[QUOTE="Darth_DuMas"]
[QUOTE="jun_aka_pekto"]
Honestly, I don't have a real preference for either one although it has been AMD for my gaming PCs during this decade. I also have assembled other (non-gaming) PCs with Intel processors.
For pure processing power, I'd go with Intel. But with new tech becoming available such as Stream and CUDA which outperform the latest mainsteam processors, it makes more sense to get an intermediate CPU and save some moolah. Or use that moolah on a beefier GPU.
jun_aka_pekto
I wouldn't commit to GPGPU just yet. So far it seems it's only specific computing jobs have been able to benefit from GPU acceleration. Apparently it's not as simple as the marketing hype would have you believe, it's not like they can just make any conversation work on it and even then it seems to only do part of the process while the cpu still has to do part.
Although it's not easy to get straight answers about what it can do exactly.

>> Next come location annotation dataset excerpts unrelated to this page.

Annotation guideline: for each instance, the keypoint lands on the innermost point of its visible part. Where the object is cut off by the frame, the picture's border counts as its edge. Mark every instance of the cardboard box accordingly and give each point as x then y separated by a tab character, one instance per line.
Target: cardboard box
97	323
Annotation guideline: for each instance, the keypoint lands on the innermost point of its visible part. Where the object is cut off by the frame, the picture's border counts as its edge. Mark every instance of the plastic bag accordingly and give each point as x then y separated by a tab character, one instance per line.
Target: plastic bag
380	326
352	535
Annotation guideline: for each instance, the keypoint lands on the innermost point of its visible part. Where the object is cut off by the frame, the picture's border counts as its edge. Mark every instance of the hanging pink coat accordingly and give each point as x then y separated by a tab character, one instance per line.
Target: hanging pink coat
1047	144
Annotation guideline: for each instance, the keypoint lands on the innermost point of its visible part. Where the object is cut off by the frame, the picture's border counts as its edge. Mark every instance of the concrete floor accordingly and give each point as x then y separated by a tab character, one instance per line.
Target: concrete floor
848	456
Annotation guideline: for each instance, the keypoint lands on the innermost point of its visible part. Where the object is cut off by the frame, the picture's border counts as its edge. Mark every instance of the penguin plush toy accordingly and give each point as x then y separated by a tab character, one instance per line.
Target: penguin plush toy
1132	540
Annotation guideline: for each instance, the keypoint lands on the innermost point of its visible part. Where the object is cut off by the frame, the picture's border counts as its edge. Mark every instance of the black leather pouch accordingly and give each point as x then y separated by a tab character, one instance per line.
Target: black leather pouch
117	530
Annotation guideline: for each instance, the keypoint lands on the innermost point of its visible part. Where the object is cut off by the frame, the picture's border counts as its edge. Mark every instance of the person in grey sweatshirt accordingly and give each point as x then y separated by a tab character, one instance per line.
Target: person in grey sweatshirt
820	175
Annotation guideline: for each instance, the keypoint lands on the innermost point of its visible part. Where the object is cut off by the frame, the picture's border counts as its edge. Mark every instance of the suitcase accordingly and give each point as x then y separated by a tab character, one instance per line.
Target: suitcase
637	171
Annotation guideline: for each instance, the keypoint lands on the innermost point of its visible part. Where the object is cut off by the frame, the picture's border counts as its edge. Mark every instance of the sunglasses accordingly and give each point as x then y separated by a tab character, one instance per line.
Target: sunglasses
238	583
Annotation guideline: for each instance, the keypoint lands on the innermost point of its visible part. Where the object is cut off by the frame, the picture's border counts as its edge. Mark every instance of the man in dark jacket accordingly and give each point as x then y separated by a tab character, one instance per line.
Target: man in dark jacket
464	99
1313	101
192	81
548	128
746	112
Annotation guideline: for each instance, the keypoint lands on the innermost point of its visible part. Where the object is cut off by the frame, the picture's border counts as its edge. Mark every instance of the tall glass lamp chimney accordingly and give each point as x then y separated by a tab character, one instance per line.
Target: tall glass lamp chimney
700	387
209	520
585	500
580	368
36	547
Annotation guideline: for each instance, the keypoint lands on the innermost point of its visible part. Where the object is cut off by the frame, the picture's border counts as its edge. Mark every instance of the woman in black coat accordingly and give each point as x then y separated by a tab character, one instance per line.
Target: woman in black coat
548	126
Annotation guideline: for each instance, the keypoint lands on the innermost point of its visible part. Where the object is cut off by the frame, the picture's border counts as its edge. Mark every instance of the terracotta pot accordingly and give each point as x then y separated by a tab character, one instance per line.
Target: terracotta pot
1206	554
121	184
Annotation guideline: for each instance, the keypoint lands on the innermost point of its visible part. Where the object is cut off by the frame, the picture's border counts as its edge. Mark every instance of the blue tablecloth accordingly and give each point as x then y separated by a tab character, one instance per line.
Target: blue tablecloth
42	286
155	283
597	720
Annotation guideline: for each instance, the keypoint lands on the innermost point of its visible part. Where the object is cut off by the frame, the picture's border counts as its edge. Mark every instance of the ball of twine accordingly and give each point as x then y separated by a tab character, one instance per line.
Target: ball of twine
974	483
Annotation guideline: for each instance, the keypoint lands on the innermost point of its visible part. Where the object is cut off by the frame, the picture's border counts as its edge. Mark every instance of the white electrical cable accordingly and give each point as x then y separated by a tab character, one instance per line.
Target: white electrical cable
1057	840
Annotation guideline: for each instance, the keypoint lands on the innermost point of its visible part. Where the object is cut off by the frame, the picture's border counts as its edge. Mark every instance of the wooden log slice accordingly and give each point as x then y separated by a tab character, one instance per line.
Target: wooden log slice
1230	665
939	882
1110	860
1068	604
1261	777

As a home user, the most intensive tasks I do on the PC besides gaming is video editing. I've already used AVIVO (Stream) on video transcoding. Nothing big. Just straight and up video conversion to YouTube. A short clip took 45 seconds to convert versus 5 minutes on my CPU (est 3 min with an i7). So far, I know of two video editing apps that supports CUDA and Stream: Adobe Premiere Pro CS4 and Power Director 8 (the latest Roxio too I believe). Beyond video-editing, I have no real reason to have a top end CPU except for some games that are CPU-heavy. Of course, others will have different needs.
Ah ok, I just tried it out on some simple video conversion, I swallowed the hype though, they had me thinking it was gonna take over all conversion and so on and so forth. When will I learn :).I used it in Roxio, it only worked for AVCHD. I am a little disappointed, because I was excited about the idea of switching video conversion to my GPU in general, but that doesn't seem to be the case.
I think it's also used for post effects as well with those pro applications.